Miguel’s debut performance is successful despite having to share the stage with a vivacious Instagram star and her small chihuahua, which was added by his producer for cross-generational appeal. He claims that there will be clear skies tonight, and sure enough, the city is hit with golf-ball-sized hail within hours, completely CREAMING its maize. Miguel slept through it completely. When he awakens, he is immediately a pariah; all he needs is ice. Science fell short for him. And now his life is in disarray: His producer pushes him off the program and hands the new one to the influencer dingus. All of his admiring onlookers hold him responsible for their windows broken and animal carcasses (don’t ask). Outside his residential complex, a group of protesters holding signs and yelling for – what? His head mounted on a spear?

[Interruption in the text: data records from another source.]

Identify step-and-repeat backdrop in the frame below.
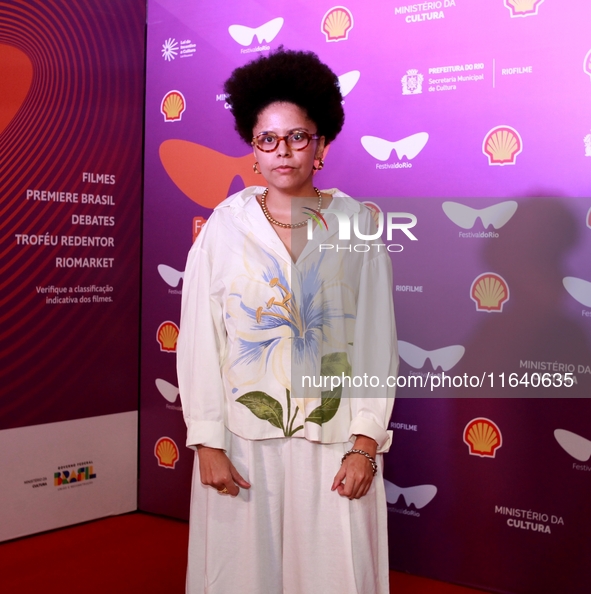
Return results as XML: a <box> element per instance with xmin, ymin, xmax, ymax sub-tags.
<box><xmin>140</xmin><ymin>0</ymin><xmax>591</xmax><ymax>594</ymax></box>
<box><xmin>0</xmin><ymin>0</ymin><xmax>145</xmax><ymax>540</ymax></box>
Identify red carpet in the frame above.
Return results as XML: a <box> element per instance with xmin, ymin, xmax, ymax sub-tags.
<box><xmin>0</xmin><ymin>513</ymin><xmax>490</xmax><ymax>594</ymax></box>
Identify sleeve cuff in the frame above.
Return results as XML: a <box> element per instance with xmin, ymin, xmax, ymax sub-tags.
<box><xmin>349</xmin><ymin>417</ymin><xmax>392</xmax><ymax>454</ymax></box>
<box><xmin>187</xmin><ymin>419</ymin><xmax>226</xmax><ymax>450</ymax></box>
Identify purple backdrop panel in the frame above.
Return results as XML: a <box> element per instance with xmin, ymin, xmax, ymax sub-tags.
<box><xmin>140</xmin><ymin>0</ymin><xmax>591</xmax><ymax>594</ymax></box>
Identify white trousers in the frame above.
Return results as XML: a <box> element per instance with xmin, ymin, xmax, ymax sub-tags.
<box><xmin>187</xmin><ymin>432</ymin><xmax>389</xmax><ymax>594</ymax></box>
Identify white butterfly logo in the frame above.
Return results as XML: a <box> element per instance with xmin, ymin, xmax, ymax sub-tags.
<box><xmin>441</xmin><ymin>200</ymin><xmax>518</xmax><ymax>229</ymax></box>
<box><xmin>339</xmin><ymin>70</ymin><xmax>361</xmax><ymax>97</ymax></box>
<box><xmin>156</xmin><ymin>378</ymin><xmax>179</xmax><ymax>402</ymax></box>
<box><xmin>554</xmin><ymin>429</ymin><xmax>591</xmax><ymax>462</ymax></box>
<box><xmin>384</xmin><ymin>479</ymin><xmax>437</xmax><ymax>509</ymax></box>
<box><xmin>562</xmin><ymin>276</ymin><xmax>591</xmax><ymax>307</ymax></box>
<box><xmin>398</xmin><ymin>340</ymin><xmax>466</xmax><ymax>371</ymax></box>
<box><xmin>361</xmin><ymin>132</ymin><xmax>429</xmax><ymax>161</ymax></box>
<box><xmin>228</xmin><ymin>17</ymin><xmax>283</xmax><ymax>46</ymax></box>
<box><xmin>158</xmin><ymin>264</ymin><xmax>185</xmax><ymax>287</ymax></box>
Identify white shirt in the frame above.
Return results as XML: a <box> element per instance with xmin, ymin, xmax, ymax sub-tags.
<box><xmin>177</xmin><ymin>187</ymin><xmax>398</xmax><ymax>452</ymax></box>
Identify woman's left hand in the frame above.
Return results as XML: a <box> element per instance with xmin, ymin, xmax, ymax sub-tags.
<box><xmin>331</xmin><ymin>435</ymin><xmax>378</xmax><ymax>499</ymax></box>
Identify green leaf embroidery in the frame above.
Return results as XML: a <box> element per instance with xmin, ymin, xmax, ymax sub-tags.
<box><xmin>306</xmin><ymin>353</ymin><xmax>351</xmax><ymax>425</ymax></box>
<box><xmin>236</xmin><ymin>392</ymin><xmax>285</xmax><ymax>433</ymax></box>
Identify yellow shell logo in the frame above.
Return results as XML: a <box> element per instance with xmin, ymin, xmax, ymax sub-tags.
<box><xmin>482</xmin><ymin>126</ymin><xmax>523</xmax><ymax>165</ymax></box>
<box><xmin>470</xmin><ymin>272</ymin><xmax>509</xmax><ymax>312</ymax></box>
<box><xmin>505</xmin><ymin>0</ymin><xmax>544</xmax><ymax>18</ymax></box>
<box><xmin>160</xmin><ymin>91</ymin><xmax>187</xmax><ymax>122</ymax></box>
<box><xmin>464</xmin><ymin>417</ymin><xmax>503</xmax><ymax>458</ymax></box>
<box><xmin>156</xmin><ymin>322</ymin><xmax>179</xmax><ymax>353</ymax></box>
<box><xmin>154</xmin><ymin>437</ymin><xmax>179</xmax><ymax>469</ymax></box>
<box><xmin>320</xmin><ymin>6</ymin><xmax>353</xmax><ymax>41</ymax></box>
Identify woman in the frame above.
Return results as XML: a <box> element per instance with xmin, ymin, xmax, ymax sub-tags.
<box><xmin>177</xmin><ymin>48</ymin><xmax>397</xmax><ymax>594</ymax></box>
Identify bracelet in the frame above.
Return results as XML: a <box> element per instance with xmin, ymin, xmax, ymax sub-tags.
<box><xmin>341</xmin><ymin>450</ymin><xmax>378</xmax><ymax>476</ymax></box>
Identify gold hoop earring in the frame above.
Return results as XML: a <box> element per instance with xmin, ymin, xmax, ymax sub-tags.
<box><xmin>312</xmin><ymin>159</ymin><xmax>324</xmax><ymax>171</ymax></box>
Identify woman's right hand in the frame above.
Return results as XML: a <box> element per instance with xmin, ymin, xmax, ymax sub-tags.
<box><xmin>197</xmin><ymin>445</ymin><xmax>250</xmax><ymax>497</ymax></box>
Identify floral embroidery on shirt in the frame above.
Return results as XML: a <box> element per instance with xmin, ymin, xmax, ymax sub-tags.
<box><xmin>232</xmin><ymin>253</ymin><xmax>350</xmax><ymax>437</ymax></box>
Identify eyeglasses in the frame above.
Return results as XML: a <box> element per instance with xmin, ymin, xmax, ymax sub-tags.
<box><xmin>251</xmin><ymin>130</ymin><xmax>320</xmax><ymax>153</ymax></box>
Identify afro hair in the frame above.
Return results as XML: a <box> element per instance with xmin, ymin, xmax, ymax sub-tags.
<box><xmin>224</xmin><ymin>46</ymin><xmax>345</xmax><ymax>144</ymax></box>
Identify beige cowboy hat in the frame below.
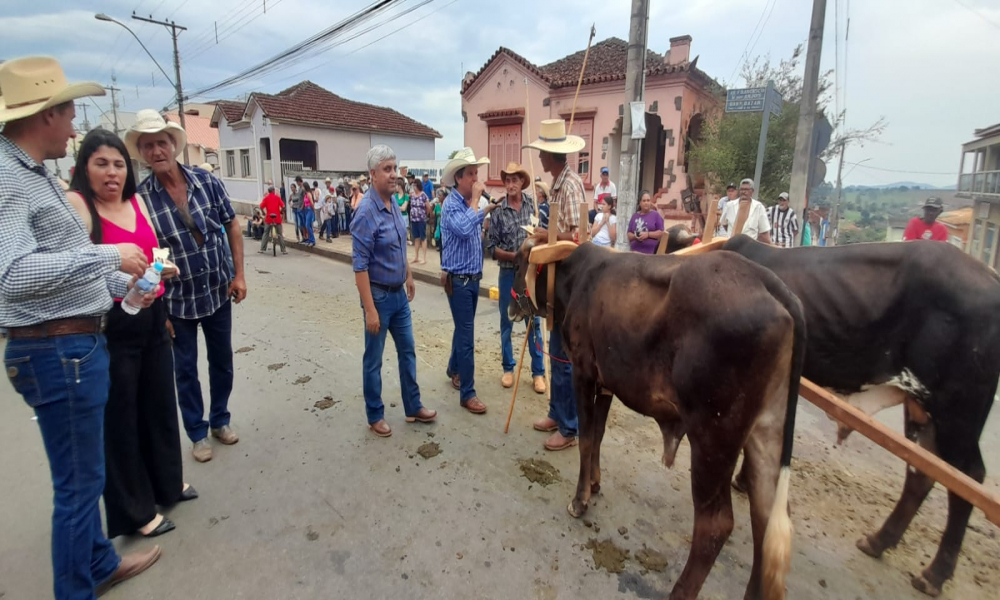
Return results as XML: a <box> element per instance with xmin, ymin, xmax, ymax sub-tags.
<box><xmin>0</xmin><ymin>56</ymin><xmax>104</xmax><ymax>123</ymax></box>
<box><xmin>125</xmin><ymin>108</ymin><xmax>187</xmax><ymax>161</ymax></box>
<box><xmin>500</xmin><ymin>162</ymin><xmax>531</xmax><ymax>190</ymax></box>
<box><xmin>441</xmin><ymin>146</ymin><xmax>490</xmax><ymax>187</ymax></box>
<box><xmin>521</xmin><ymin>119</ymin><xmax>587</xmax><ymax>154</ymax></box>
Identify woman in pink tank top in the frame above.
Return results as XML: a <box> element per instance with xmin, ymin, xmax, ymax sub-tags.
<box><xmin>67</xmin><ymin>129</ymin><xmax>198</xmax><ymax>538</ymax></box>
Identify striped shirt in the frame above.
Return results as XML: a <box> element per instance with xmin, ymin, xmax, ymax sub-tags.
<box><xmin>0</xmin><ymin>135</ymin><xmax>131</xmax><ymax>327</ymax></box>
<box><xmin>552</xmin><ymin>165</ymin><xmax>587</xmax><ymax>238</ymax></box>
<box><xmin>139</xmin><ymin>163</ymin><xmax>236</xmax><ymax>319</ymax></box>
<box><xmin>351</xmin><ymin>188</ymin><xmax>406</xmax><ymax>287</ymax></box>
<box><xmin>441</xmin><ymin>188</ymin><xmax>486</xmax><ymax>275</ymax></box>
<box><xmin>487</xmin><ymin>192</ymin><xmax>535</xmax><ymax>269</ymax></box>
<box><xmin>767</xmin><ymin>205</ymin><xmax>799</xmax><ymax>248</ymax></box>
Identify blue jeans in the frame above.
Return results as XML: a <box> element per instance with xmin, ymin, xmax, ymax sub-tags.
<box><xmin>448</xmin><ymin>277</ymin><xmax>479</xmax><ymax>405</ymax></box>
<box><xmin>173</xmin><ymin>301</ymin><xmax>233</xmax><ymax>442</ymax></box>
<box><xmin>549</xmin><ymin>326</ymin><xmax>578</xmax><ymax>437</ymax></box>
<box><xmin>302</xmin><ymin>208</ymin><xmax>316</xmax><ymax>244</ymax></box>
<box><xmin>497</xmin><ymin>267</ymin><xmax>545</xmax><ymax>376</ymax></box>
<box><xmin>4</xmin><ymin>334</ymin><xmax>120</xmax><ymax>600</ymax></box>
<box><xmin>362</xmin><ymin>286</ymin><xmax>422</xmax><ymax>425</ymax></box>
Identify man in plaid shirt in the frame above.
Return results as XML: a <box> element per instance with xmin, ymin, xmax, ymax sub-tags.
<box><xmin>125</xmin><ymin>110</ymin><xmax>247</xmax><ymax>462</ymax></box>
<box><xmin>525</xmin><ymin>119</ymin><xmax>586</xmax><ymax>450</ymax></box>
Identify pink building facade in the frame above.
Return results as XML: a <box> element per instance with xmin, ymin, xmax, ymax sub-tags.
<box><xmin>462</xmin><ymin>36</ymin><xmax>718</xmax><ymax>221</ymax></box>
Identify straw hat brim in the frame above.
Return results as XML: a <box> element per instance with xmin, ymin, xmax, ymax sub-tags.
<box><xmin>125</xmin><ymin>121</ymin><xmax>187</xmax><ymax>164</ymax></box>
<box><xmin>521</xmin><ymin>135</ymin><xmax>587</xmax><ymax>154</ymax></box>
<box><xmin>441</xmin><ymin>156</ymin><xmax>490</xmax><ymax>187</ymax></box>
<box><xmin>0</xmin><ymin>81</ymin><xmax>105</xmax><ymax>123</ymax></box>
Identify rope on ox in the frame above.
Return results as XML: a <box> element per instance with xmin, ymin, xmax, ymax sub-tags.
<box><xmin>503</xmin><ymin>28</ymin><xmax>597</xmax><ymax>433</ymax></box>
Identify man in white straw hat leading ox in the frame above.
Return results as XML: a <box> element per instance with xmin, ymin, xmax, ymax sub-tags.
<box><xmin>524</xmin><ymin>119</ymin><xmax>586</xmax><ymax>450</ymax></box>
<box><xmin>0</xmin><ymin>57</ymin><xmax>160</xmax><ymax>600</ymax></box>
<box><xmin>125</xmin><ymin>109</ymin><xmax>247</xmax><ymax>462</ymax></box>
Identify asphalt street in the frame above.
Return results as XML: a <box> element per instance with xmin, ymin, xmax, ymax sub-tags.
<box><xmin>0</xmin><ymin>250</ymin><xmax>1000</xmax><ymax>600</ymax></box>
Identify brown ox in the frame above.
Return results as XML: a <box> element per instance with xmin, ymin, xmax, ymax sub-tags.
<box><xmin>509</xmin><ymin>238</ymin><xmax>806</xmax><ymax>600</ymax></box>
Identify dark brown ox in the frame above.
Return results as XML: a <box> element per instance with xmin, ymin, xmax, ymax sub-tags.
<box><xmin>509</xmin><ymin>238</ymin><xmax>806</xmax><ymax>600</ymax></box>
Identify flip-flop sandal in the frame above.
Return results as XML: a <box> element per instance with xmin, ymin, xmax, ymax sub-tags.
<box><xmin>545</xmin><ymin>438</ymin><xmax>576</xmax><ymax>452</ymax></box>
<box><xmin>406</xmin><ymin>410</ymin><xmax>437</xmax><ymax>423</ymax></box>
<box><xmin>368</xmin><ymin>423</ymin><xmax>392</xmax><ymax>437</ymax></box>
<box><xmin>462</xmin><ymin>400</ymin><xmax>486</xmax><ymax>415</ymax></box>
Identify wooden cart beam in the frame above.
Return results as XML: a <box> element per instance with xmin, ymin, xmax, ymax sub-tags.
<box><xmin>799</xmin><ymin>377</ymin><xmax>1000</xmax><ymax>526</ymax></box>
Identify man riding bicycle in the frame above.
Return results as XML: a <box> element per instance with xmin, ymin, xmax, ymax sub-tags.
<box><xmin>258</xmin><ymin>185</ymin><xmax>288</xmax><ymax>254</ymax></box>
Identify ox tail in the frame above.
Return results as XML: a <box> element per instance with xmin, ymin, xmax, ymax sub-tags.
<box><xmin>762</xmin><ymin>282</ymin><xmax>806</xmax><ymax>600</ymax></box>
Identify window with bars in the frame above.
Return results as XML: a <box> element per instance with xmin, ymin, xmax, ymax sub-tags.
<box><xmin>240</xmin><ymin>150</ymin><xmax>251</xmax><ymax>179</ymax></box>
<box><xmin>489</xmin><ymin>123</ymin><xmax>521</xmax><ymax>181</ymax></box>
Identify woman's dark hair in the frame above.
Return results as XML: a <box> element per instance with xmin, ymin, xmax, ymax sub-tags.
<box><xmin>69</xmin><ymin>129</ymin><xmax>136</xmax><ymax>244</ymax></box>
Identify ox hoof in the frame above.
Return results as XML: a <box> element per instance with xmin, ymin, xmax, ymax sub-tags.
<box><xmin>910</xmin><ymin>573</ymin><xmax>941</xmax><ymax>597</ymax></box>
<box><xmin>855</xmin><ymin>535</ymin><xmax>884</xmax><ymax>556</ymax></box>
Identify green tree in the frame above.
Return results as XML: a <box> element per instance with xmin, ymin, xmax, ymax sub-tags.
<box><xmin>689</xmin><ymin>46</ymin><xmax>829</xmax><ymax>204</ymax></box>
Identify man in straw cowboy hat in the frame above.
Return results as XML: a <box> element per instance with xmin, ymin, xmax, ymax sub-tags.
<box><xmin>487</xmin><ymin>162</ymin><xmax>545</xmax><ymax>394</ymax></box>
<box><xmin>0</xmin><ymin>57</ymin><xmax>160</xmax><ymax>600</ymax></box>
<box><xmin>441</xmin><ymin>148</ymin><xmax>497</xmax><ymax>414</ymax></box>
<box><xmin>524</xmin><ymin>119</ymin><xmax>586</xmax><ymax>450</ymax></box>
<box><xmin>125</xmin><ymin>109</ymin><xmax>247</xmax><ymax>462</ymax></box>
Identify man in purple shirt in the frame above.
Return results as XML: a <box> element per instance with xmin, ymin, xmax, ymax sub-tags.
<box><xmin>351</xmin><ymin>145</ymin><xmax>437</xmax><ymax>437</ymax></box>
<box><xmin>628</xmin><ymin>190</ymin><xmax>663</xmax><ymax>254</ymax></box>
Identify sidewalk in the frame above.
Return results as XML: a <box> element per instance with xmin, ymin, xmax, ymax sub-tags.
<box><xmin>280</xmin><ymin>227</ymin><xmax>500</xmax><ymax>298</ymax></box>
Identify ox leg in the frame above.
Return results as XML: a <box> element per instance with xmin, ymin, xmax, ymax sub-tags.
<box><xmin>566</xmin><ymin>378</ymin><xmax>597</xmax><ymax>518</ymax></box>
<box><xmin>734</xmin><ymin>419</ymin><xmax>783</xmax><ymax>600</ymax></box>
<box><xmin>670</xmin><ymin>436</ymin><xmax>741</xmax><ymax>600</ymax></box>
<box><xmin>857</xmin><ymin>418</ymin><xmax>937</xmax><ymax>558</ymax></box>
<box><xmin>590</xmin><ymin>394</ymin><xmax>612</xmax><ymax>494</ymax></box>
<box><xmin>911</xmin><ymin>443</ymin><xmax>986</xmax><ymax>596</ymax></box>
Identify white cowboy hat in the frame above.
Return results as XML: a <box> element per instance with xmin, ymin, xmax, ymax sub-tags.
<box><xmin>125</xmin><ymin>108</ymin><xmax>187</xmax><ymax>161</ymax></box>
<box><xmin>521</xmin><ymin>119</ymin><xmax>587</xmax><ymax>154</ymax></box>
<box><xmin>441</xmin><ymin>146</ymin><xmax>490</xmax><ymax>186</ymax></box>
<box><xmin>0</xmin><ymin>56</ymin><xmax>104</xmax><ymax>123</ymax></box>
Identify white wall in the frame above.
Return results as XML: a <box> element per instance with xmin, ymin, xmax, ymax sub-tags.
<box><xmin>371</xmin><ymin>133</ymin><xmax>434</xmax><ymax>160</ymax></box>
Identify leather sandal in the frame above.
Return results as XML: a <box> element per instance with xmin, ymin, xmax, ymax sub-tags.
<box><xmin>462</xmin><ymin>398</ymin><xmax>486</xmax><ymax>415</ymax></box>
<box><xmin>406</xmin><ymin>408</ymin><xmax>437</xmax><ymax>423</ymax></box>
<box><xmin>368</xmin><ymin>419</ymin><xmax>392</xmax><ymax>437</ymax></box>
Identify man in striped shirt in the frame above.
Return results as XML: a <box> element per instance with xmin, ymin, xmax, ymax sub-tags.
<box><xmin>441</xmin><ymin>148</ymin><xmax>497</xmax><ymax>415</ymax></box>
<box><xmin>767</xmin><ymin>192</ymin><xmax>799</xmax><ymax>248</ymax></box>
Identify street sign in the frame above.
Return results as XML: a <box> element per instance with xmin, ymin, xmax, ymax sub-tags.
<box><xmin>726</xmin><ymin>88</ymin><xmax>768</xmax><ymax>112</ymax></box>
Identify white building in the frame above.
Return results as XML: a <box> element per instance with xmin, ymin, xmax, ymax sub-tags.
<box><xmin>212</xmin><ymin>81</ymin><xmax>441</xmax><ymax>209</ymax></box>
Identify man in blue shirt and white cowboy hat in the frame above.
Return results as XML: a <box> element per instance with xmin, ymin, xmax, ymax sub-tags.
<box><xmin>441</xmin><ymin>148</ymin><xmax>497</xmax><ymax>415</ymax></box>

What Is Rotten Tomatoes Rating Of “All Hail”?
The Tomatometer has given 40% to “All Hail”.
Where Has The Movie “All Hail” Taken Place?
Miguel Flores is forced to go to Buenos Aires after he fails to predict a hail storm.
What Is The Genre Of The Movie “All Hail”?
The Genre of the movie “All Hail” is Drama.
What Is The Final Call For The Movie “All Hail”?
The central idea of All Hail—wanting to stone the weatherman in the middle of the street for one awful dumb wrong prognostication—is so fundamentally flawed and unbelievable that it marred otherwise watchable parts of the film. Although the protagonists are likable thanks to some strong performances, the silly plot makes their feelings seem unreal. It’s possible that the movie is mocking the social media era’s lightning-fast, viral propagation of ridiculous ideas, or it’s trying to make a point about, ugh, “cancellation culture,” but that evaluation feels way too kind.
Not because it’s thrilling or original, but for a while, the movie is completely unpredictable. It clings to an illogical logic that borders on absurdity as if the creators tried to come up with an original idea (there aren’t too many movies about meteorologists out there) without pausing to think about whether this lunacy would result in an entertaining farce or frequently rolled eyes.
The Luis subplot goes it’s nowhere until it touches down on the movie’s only reasonable quip. Miguel meets a bizarre man that has a more natural, instinctive idea of what to expect in the weather, a pro, pro-woo-woo assertion that just touched me the wrong way. The movie heart is a tired old father-daughter interconnection story that continues to struggle to gain any traction.